AngioDynamics has announced the safety and efficacy results from the RAPID (Registry of AngioVac system procedures in detail) database. Results were shared by principal investigator John Moriarty (University of California Los Angeles [UCLA], Los Angeles, USA), at this year’s Vascular Interventional Advances meeting (VIVA 2020; 6–8 November, virtual).
The registry was designed to evaluate the patterns of use, safety, and efficacy of the AngioVac system in the bulk removal of undesirable intravascular material. The registry enrolled 234 patients across 21 sites, surpassing its 200-patient enrolment goal. Among enrolled patients, 48.3% had a mass in the right heart, 35.9% had caval thromboemboli, 8.5% had catheter related thrombi, 1.7% had a pulmonary embolism, and 5.6% had a combination of the above.
“RAPID represents the largest catheter-based thromboaspiration study completed to date, and we are pleased to share its positive findings,” said Scott Centea, AngioDynamics senior vice president and general manager, VIT/PAD. “A growing number of providers are recognising the AngioVac system as a critically important tool in the treatment and removal of thrombi and emboli. The overwhelmingly positive results from the RAPID registry demonstrate that the AngioVac system is appropriate for use by a wide range of providers treating thrombus, clot, and vegetations in both peripheral deep vein thrombosis (DVT) and the right heart.”
Findings from the RAPID registry have been accepted for publication in the Journal of Vascular and Interventional Radiology.
The primary objective of the registry was to capture data on the use of the AngioVac system for various anatomic locations. Greater than 70% of clot/mass removal was achieved in a majority of the patient population. Overall, the study confirmed the AngioVac system to be versatile, safe, and effective for the removal of vascular thrombi and cardiac masses across a broad range of patient populations.

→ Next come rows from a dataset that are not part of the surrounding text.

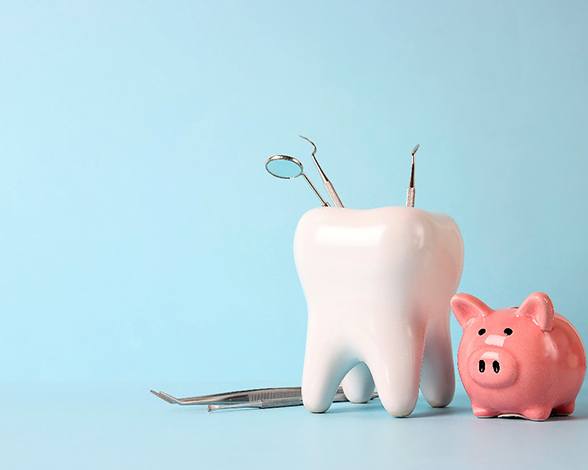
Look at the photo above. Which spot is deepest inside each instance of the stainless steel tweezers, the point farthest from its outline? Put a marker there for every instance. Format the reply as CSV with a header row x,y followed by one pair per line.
x,y
254,398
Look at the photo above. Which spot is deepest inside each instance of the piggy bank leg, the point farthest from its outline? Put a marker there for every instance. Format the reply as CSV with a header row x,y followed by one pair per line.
x,y
395,365
358,384
565,409
481,412
437,375
537,413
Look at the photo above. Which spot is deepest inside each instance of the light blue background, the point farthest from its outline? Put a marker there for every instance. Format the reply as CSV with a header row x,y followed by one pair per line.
x,y
142,243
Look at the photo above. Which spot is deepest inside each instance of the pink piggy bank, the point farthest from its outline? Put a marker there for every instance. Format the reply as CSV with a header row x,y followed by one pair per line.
x,y
526,361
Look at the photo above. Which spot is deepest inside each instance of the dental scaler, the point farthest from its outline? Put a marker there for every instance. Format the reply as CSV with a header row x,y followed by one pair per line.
x,y
410,193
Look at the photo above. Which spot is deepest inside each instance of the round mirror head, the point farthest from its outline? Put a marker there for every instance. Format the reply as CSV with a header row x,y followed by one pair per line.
x,y
283,166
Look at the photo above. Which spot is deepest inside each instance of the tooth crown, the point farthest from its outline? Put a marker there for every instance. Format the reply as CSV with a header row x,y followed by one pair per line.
x,y
378,284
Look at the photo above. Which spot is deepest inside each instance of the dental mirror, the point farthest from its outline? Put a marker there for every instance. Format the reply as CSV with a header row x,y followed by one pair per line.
x,y
287,167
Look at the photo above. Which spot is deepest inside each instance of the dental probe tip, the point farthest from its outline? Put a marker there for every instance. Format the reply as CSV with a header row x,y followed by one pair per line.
x,y
310,142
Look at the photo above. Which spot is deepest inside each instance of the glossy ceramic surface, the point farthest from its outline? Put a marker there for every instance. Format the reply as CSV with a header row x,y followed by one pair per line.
x,y
526,361
378,284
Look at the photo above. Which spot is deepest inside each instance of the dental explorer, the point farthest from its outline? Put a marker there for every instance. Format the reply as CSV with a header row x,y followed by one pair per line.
x,y
330,188
411,190
287,167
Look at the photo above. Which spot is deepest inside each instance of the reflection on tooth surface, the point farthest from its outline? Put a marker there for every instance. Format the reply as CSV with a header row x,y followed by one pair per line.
x,y
355,236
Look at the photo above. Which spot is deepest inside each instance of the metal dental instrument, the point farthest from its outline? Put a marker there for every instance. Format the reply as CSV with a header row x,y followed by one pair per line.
x,y
411,191
255,398
279,402
330,188
287,167
240,396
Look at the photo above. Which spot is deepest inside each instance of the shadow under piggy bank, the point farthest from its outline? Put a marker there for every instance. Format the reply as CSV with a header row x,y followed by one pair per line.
x,y
378,283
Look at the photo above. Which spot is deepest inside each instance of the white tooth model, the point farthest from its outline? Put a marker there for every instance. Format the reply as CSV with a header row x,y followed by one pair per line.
x,y
378,284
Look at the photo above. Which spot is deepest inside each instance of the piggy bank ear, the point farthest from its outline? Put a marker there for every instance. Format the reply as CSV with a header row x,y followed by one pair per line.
x,y
467,306
539,308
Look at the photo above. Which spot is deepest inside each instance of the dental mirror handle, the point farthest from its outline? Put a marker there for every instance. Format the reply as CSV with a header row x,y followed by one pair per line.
x,y
314,190
334,196
330,188
410,197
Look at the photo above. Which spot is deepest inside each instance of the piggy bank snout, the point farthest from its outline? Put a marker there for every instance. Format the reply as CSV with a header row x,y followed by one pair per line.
x,y
493,368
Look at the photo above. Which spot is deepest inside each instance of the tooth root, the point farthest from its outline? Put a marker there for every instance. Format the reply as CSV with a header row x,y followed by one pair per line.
x,y
358,384
395,365
437,374
324,369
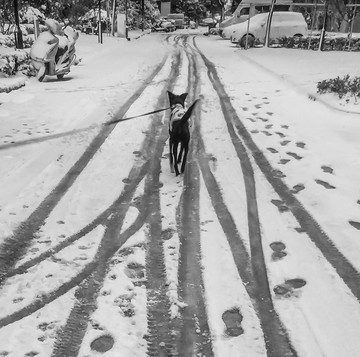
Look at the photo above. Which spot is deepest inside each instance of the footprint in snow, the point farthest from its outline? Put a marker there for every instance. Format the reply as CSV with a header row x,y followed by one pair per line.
x,y
278,250
294,155
278,173
251,119
135,271
285,142
102,344
300,144
298,188
327,169
280,205
355,224
325,184
232,319
289,287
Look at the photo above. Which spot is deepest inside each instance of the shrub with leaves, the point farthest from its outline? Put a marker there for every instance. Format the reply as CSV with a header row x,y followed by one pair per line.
x,y
340,86
330,44
14,62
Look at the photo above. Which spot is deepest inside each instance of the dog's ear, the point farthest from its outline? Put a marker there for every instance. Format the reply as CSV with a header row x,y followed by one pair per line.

“Our goal threshold was to remove over 70% of the clot, which we felt was clinically relevant, and each of the three main groups—the caval group, the right heart group, and the catheter associated clot group—were associated with very high rates of clot removal,” commented Moriarty. “In the first two years of the registry, there were more caval thrombectomies than right heart mass procedures, and that flipped in the latter two years. If we were to extrapolate our trajectory, we would say that close to 70% of all procedures are being performed in the right heart. Additionally, the AngioVac system was successfully tested by a number of different practitioners, including cardiologists, EP cardiologists, cardiac surgeons, vascular surgeons, and interventional radiologists. Ultimately, the diversity of providers, combined with the efficacy and safety results, demonstrates the unique and versatile nature of the AngioVac system.”